Mr. Duck: Well, me and my friends were minding our own business when
we see our friend, Duck White in his A-flock commercial that
earned him big bucks. We wanted a good life too so we
thought the best thing was to join the market. So my buddies placed
a lot of their eggs in one basket and asked me to check Wall Street
to check the market. There were many banks to
choose from but I thought the name Lee Man was better sounding than a
girly name, Mary Lints. Besides, my friend Peking, a household name in
China was a rich mogul and having a Chinese sounding name could bring us
luck.A month after, the bank collapsed..I should have known than to invest
in one of our kind….Imagine,I then realized I was banking with Duck Fold…

When the bank went belly up, I thought to myself, “I’m deader than a
dead duck!” How could I face my buddies now. I went to the Hudson and
swam my way around thinking….You know, that kind of swim where they think
you’re floating very well but under the water you’re paddling like hell…
That was what I did for a couple of days.

Then the news hit me that Lee Man was going to be bought out by a
relative. There was hope, I thought. What a jerk that relative, I think
he was called Bark Lee. Some dog! He only took the meat and didn’t care
for the rest. However, I was told we’d get our basket back without the
eggs of course. The insult is that the basket would be given when
everyone flew to a warmer climate.

Mr. Q: Did you eventually tell yor friends what happened after that?!

Ducky: Yes I did. At first, there was a lot of quacking, I thought I’d go deaf.
Then as expected, they chopped my head off and fed it to the dogs.
Plucked my feathers and made it into a feather duster, and skewered my meat
for barbecue. As for my bones, the pounded it to make into fish meal.

Mr. Q: what happened after that!

Ducky : What more could they do? At least I still had my dignity. I didn’t lived
in the Hamptons for no reason. I had a good life…But it’s not the same
anymore…..How about yours, what’s your story?!

Mr.Q: Am just an ordinary quail leading an ordinary quail’s life. Peck to peck
existence. Then I wrote a fiction about a Woman Featherweight Champion
which I entitled, “Loves and Life of Manilyn Quackyao”. I worked so hard on
the book which I considered my nest egg, and it became the No#1 bestseller.
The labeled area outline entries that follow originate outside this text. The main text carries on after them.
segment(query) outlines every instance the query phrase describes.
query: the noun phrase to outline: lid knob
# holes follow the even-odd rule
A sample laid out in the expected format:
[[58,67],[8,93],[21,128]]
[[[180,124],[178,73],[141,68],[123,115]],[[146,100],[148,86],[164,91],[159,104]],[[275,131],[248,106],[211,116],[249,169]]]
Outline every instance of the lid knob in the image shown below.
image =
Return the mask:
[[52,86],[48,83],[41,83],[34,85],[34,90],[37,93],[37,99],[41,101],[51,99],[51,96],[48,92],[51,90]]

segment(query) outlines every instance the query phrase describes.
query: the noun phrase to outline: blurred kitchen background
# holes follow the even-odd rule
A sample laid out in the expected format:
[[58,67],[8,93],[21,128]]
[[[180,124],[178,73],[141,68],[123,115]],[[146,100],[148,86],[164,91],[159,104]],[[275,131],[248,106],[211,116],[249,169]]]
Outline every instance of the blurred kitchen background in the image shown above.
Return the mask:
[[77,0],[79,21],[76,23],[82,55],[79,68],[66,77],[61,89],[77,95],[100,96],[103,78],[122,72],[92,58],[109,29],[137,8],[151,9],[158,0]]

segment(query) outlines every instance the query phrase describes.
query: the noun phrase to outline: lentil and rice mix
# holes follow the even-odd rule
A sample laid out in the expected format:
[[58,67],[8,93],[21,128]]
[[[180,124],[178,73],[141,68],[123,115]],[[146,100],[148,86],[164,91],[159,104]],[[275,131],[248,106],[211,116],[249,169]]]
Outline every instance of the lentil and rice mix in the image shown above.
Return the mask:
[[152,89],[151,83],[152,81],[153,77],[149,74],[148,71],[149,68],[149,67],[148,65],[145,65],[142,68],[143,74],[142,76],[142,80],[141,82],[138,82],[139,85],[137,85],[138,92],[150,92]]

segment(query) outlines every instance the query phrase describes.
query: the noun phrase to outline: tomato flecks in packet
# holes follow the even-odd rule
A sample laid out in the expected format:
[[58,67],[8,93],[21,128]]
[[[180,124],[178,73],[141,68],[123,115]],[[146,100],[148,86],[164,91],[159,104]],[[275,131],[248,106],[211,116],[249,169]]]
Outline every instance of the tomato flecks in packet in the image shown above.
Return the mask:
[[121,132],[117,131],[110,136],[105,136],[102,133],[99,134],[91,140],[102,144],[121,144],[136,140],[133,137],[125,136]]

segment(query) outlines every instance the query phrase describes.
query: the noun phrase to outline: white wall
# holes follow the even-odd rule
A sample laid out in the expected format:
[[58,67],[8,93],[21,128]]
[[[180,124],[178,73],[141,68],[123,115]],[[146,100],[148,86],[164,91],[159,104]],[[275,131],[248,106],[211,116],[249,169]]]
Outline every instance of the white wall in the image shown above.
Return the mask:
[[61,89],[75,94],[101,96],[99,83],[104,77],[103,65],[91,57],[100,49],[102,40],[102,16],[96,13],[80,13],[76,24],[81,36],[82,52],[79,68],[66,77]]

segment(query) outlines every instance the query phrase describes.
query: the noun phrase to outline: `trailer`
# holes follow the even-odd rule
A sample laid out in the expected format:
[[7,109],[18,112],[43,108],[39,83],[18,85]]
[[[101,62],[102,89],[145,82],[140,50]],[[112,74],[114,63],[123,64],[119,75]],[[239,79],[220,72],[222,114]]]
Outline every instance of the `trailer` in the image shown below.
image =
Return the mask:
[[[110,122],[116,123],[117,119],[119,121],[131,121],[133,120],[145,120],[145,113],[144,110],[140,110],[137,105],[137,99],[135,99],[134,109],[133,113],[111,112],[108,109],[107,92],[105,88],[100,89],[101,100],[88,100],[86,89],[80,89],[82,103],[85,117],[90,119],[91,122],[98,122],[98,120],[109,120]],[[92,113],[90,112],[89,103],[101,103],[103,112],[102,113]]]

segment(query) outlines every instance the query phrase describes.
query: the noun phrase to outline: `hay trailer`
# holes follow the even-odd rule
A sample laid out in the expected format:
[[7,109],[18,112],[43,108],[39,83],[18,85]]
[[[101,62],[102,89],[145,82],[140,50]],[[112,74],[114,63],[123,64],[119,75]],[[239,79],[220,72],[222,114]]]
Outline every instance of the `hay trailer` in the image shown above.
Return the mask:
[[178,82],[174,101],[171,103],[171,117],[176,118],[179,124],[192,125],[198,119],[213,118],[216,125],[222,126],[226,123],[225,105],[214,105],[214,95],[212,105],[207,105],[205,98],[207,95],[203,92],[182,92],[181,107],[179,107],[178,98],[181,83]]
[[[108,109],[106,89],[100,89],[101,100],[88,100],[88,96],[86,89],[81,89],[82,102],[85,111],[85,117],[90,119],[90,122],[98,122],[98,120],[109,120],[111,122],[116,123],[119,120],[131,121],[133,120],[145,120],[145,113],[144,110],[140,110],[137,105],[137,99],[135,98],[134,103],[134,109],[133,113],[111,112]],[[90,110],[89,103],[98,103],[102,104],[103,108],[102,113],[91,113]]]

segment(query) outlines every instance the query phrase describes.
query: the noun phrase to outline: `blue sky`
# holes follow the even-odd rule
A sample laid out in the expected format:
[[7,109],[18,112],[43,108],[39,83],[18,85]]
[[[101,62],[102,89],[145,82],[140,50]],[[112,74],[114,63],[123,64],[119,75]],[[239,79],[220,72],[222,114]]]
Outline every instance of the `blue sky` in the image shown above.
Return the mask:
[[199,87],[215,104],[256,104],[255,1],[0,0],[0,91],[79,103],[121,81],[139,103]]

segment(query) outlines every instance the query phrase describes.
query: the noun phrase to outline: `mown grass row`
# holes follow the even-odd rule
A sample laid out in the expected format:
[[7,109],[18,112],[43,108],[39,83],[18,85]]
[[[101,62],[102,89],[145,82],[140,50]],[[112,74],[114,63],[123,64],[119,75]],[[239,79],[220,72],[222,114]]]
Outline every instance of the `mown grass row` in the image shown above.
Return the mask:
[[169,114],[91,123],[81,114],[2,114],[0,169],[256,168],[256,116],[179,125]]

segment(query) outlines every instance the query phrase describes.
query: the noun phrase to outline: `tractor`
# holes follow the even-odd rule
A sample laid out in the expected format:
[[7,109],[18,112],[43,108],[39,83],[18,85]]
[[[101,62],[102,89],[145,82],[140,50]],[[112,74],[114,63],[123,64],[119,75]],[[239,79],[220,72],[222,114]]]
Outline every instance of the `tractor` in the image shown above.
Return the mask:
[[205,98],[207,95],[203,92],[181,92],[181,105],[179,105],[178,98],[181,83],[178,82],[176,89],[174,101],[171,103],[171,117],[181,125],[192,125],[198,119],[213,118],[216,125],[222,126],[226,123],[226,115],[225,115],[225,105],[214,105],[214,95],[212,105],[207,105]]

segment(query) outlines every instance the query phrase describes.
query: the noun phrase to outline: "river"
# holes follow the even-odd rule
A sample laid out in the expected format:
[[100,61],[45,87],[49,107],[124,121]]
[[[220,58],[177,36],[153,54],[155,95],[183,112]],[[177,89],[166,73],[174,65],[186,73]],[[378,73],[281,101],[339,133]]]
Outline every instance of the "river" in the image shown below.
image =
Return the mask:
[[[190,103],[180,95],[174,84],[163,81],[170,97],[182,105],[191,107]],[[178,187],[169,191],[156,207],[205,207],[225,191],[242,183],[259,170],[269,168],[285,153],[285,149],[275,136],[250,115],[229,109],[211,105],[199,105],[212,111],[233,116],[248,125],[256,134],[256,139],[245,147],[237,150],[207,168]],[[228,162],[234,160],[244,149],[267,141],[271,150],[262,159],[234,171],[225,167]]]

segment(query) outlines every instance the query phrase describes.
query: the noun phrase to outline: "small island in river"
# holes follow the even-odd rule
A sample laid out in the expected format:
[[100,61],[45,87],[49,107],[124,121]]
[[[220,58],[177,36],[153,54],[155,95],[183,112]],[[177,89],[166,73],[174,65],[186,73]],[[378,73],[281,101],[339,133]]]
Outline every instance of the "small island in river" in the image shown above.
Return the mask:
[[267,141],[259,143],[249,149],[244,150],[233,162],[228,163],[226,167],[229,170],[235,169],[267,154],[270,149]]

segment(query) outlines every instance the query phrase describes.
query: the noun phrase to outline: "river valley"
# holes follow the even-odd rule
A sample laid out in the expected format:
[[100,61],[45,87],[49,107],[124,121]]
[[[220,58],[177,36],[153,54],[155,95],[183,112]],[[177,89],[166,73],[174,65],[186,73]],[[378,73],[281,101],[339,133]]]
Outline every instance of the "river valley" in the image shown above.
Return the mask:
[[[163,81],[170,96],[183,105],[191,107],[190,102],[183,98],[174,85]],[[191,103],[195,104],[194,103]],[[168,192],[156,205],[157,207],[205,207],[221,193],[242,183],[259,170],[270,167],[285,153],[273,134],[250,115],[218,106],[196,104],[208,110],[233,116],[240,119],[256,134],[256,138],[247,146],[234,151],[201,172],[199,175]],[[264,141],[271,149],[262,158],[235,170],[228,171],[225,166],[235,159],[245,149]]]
Duck: What did you do with the eggs you earned.

Mr. Q: I heard this St Bernard canine, Maddog. You know he’s rich but the quiet type. A friend of mine convinced me to invest with him. Even during the economic slump, he was giving high yields of interest. AT first, the checks came every month, then it got delayed, and finally the checks started to bounce. I was stunned. When I saw on t.v. and learned about his Ponzi scheme, I ran like a headless quail. Clueless at just what happened.

Mr. Duck: What did you do..

Mr. Q: Then as fast as I was running, I stopped. I realized I just got burned. That’s when I stopped running. Now am just here sitting down, thinking that my life is over. But hey, I have no regrets. I’m just about ready to be gobbled up. I don’t care anymore.

Mr. Duck: Ho hummmm…Me too. I’ll probably end up on a toast or cracker. Or if am lucky I might be on board a rare dry aired piece of fillet mignon. I might even end up meeting my buddies, Truf Fle and Cav Iar. Then all of us can go in the slammer.

Q: That's the spriti!.…at least am sure that we’ll both be going out of a shit hole.

D: That’s for sure! And hey! Who knows , we’ll probably end up in the same loo.